According to a Kathmandu Post report, local authorities and tourism entrepreneurs greeted the first vehicle carrying Indian tourists at the border town of Birgunj.
Thrilled with the warm welcome, an Indian national travelling with three other companions, Anuj Sinha, told the Post that they had planned a holiday trip to Hetauda.
With the restriction on the movement of vehicles with Indian number plates removed, the mayor of Birgunj Metropolitan City Vijay Kumar Sarawagi said he expected Indian tourist arrivals to increase. “It will also reduce the difficulties of people of both countries who were prevented from travelling due to the COVID-19 pandemic,” he told the Nepali newspaper.

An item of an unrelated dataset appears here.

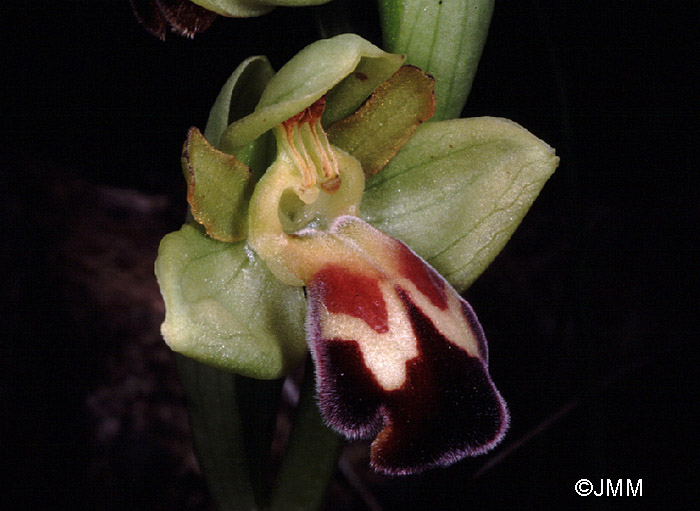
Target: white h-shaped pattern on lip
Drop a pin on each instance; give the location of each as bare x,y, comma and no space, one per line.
385,354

Last year, Nepal had sealed its 1,800 kilometre-long border with India in March as coronavirus cases began to spread in both countries. The only exception was for trucks carrying essential goods.
Both the countries also went through a devastating second wave of pandemic earlier this year.
The Nepal government decided to allow cross-border tourist movement and trade through a cabinet decision on September 23. Two days later, a new travel protocol was announced which removed the requirement of seven-day quarantine and resumed visa-on-arrival for vaccinated foreign travellers. It also removed the provision for all incoming travellers to undergo mandatory tests at immigration entry points of Nepal.
Under the protocol, foreign visitors to Nepal should have received their second dose of the COVID-19 vaccine at last two weeks before travel.
Foreign visitors who are not vaccinated or have taken only one dose must take entry permits from Nepal’s diplomatic missions around the world. They will not be eligible for on-arrival visas and would also need to spend 10 days in quarantine in government listed hotels.
According to the Kathmandu Post, Indian nationals arriving in Nepal through land border points need to submit a COVID-19 negative report (RT-PCR, Gene Expert, True NAAT or WHO accredited test) obtained within 72 hours of departure from the first port of embarkation or within 72 hours if entering Nepal by land.
They are also required to produce a printed copy of the international traveller online arrival form, obtained after online registration at www.ccmc.gov.np.
Nepal’s tourist industry, which accounts for 8% of its gross domestic product, had been devastated by the travel restrictions and other precautionary measures adopted due to the pandemic.
India is the largest source of tourists for Nepal, with 209,611 Indian tourists, about 17% of all foreign travellers, arriving in 2019.
Nepal received around 33,680 Indian tourists by air in the first eight months of 2021. The figures had been hit after the second wave began in April. While 13,202 Indian nationals travelled to Nepal in January, this number was just 359 in June.
“Indian tourists are a big contributor to Nepal’s tourism,” Hari Panta, president of the Hotel and Tourism Entrepreneurs Association in Birgunj told Kathmandu Post.
“Until we make it easier for Indian tourists to visit Nepal, the industry will not recover. After prolonged pressure, the administration has finally given permission for Indian vehicles to enter Nepal. This is a welcome move.”